Vu les autres pièces du dossier.

Vu le code de justice administrative.

Les parties ont été régulièrement averties du jour de l'audience.

Ont été entendus au cours de l'audience publique :

- le rapport de M. d'Argenson, premier conseiller,

- les conclusions de M. Argentin, rapporteur public.

Considérant ce qui suit :

1. M. A B est employé en tant que chauffeur au service de la propreté urbaine pour la commune de Valence depuis 2013. Le 28 juin 2018, il a été victime d'une chute dans les escaliers pendant son service, qui a été reconnue comme un accident imputable au service. Si, par la suite, le requérant a déclaré une rechute à compter du 24 septembre 2018, cette dernière n'a pas été reconnue comme imputable au service. M. B a en conséquence été placé en congé de maladie ordinaire jusqu'au 10 avril 2019. Suite aux arrêts de travail déposés par M. B après le 10 avril 2019, la collectivité a saisi le comité médical, qui a estimé que l'intéressé était inapte temporairement à une reprise de poste. Par un arrêté en date du 20 juin 2019, la commune a renouvelé le congé de maladie ordinaire du 11 avril 2019 au 23 septembre 2019. Le requérant ayant épuisé ses droits statutaires à congé de maladie ordinaire à compter du 23 septembre 2019, celui-ci a été placé en disponibilité d'office pour inaptitude physique à compter du 24 septembre 2019. De nouveau saisi, le comité médical a estimé, par un avis du 6 novembre 2019, que l'intéressé était inapte temporairement à toutes fonctions. Par un arrêté en date du 19 novembre 2019, M. B a été placé en disponibilité d'office pour raison de santé du 24 septembre 2019 au 23 décembre 2020. Dans la présente instance, M. B, qui sollicite l'intervention du tribunal afin de réintégrer son travail, doit être regardé comme demandant l'annulation de cet arrêté.

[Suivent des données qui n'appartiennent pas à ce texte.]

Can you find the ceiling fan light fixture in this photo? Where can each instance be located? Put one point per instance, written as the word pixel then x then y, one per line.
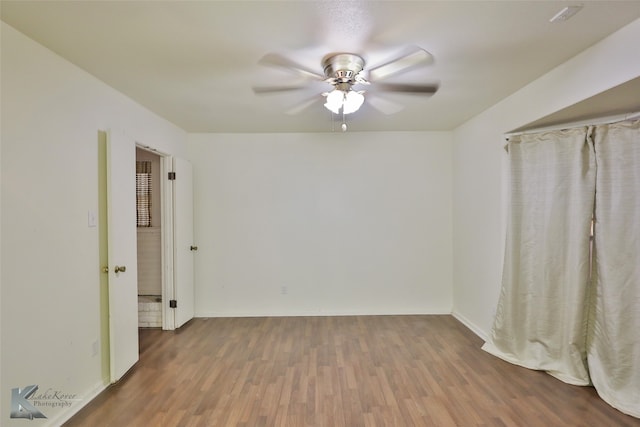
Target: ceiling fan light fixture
pixel 349 101
pixel 352 102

2. Aux termes de l'article R.411-1 du code de justice administrative : " La juridiction est saisie par requête. La requête indique les noms et domicile des parties. Elle contient l'exposé des faits et moyens, ainsi que l'énoncé des conclusions soumises au juge. L'auteur d'une requête ne contenant l'exposé d'aucun moyen ne peut la régulariser par le dépôt d'un mémoire exposant un ou plusieurs moyens que jusqu'à l'expiration du délai de recours. "

3. En l'espèce, la requête de M. B ne contient l'exposé d'aucun fait ni d'aucun moyen. Elle ne satisfait donc pas aux prescriptions précitées et doit donc être déclarée irrecevable, et rejetée pour ce motif.

DECIDE :

Article 1er : la requête de M. B est rejetée.

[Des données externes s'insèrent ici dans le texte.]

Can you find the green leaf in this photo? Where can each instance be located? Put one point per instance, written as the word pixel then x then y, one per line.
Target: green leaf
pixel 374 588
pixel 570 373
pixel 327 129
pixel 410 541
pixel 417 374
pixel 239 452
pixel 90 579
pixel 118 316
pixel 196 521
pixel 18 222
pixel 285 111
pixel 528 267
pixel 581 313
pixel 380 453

Article 2 : Le présent jugement sera notifié à M. A B et à la commune de Valence.

Délibéré après l'audience du 5 juillet 2022, à laquelle siégeaient :

M. Vial-Pailler, président,

M. d'Argenson, premier conseiller,

Mme Fourcade, première conseillère.

Rendu public par mise à disposition au greffe le 19 juillet 2022.

Le rapporteur,

P.-H. D'ARGENSON

Le président,

C. VIAL-PAILLERLe greffier,

G. MORAND

La République mande et ordonne au préfet de la Drôme en ce qui le concerne ou à tous huissiers à ce requis en ce qui concerne les voies de droit commun, contre les parties privées, de pourvoir à l'exécution de la présente décision.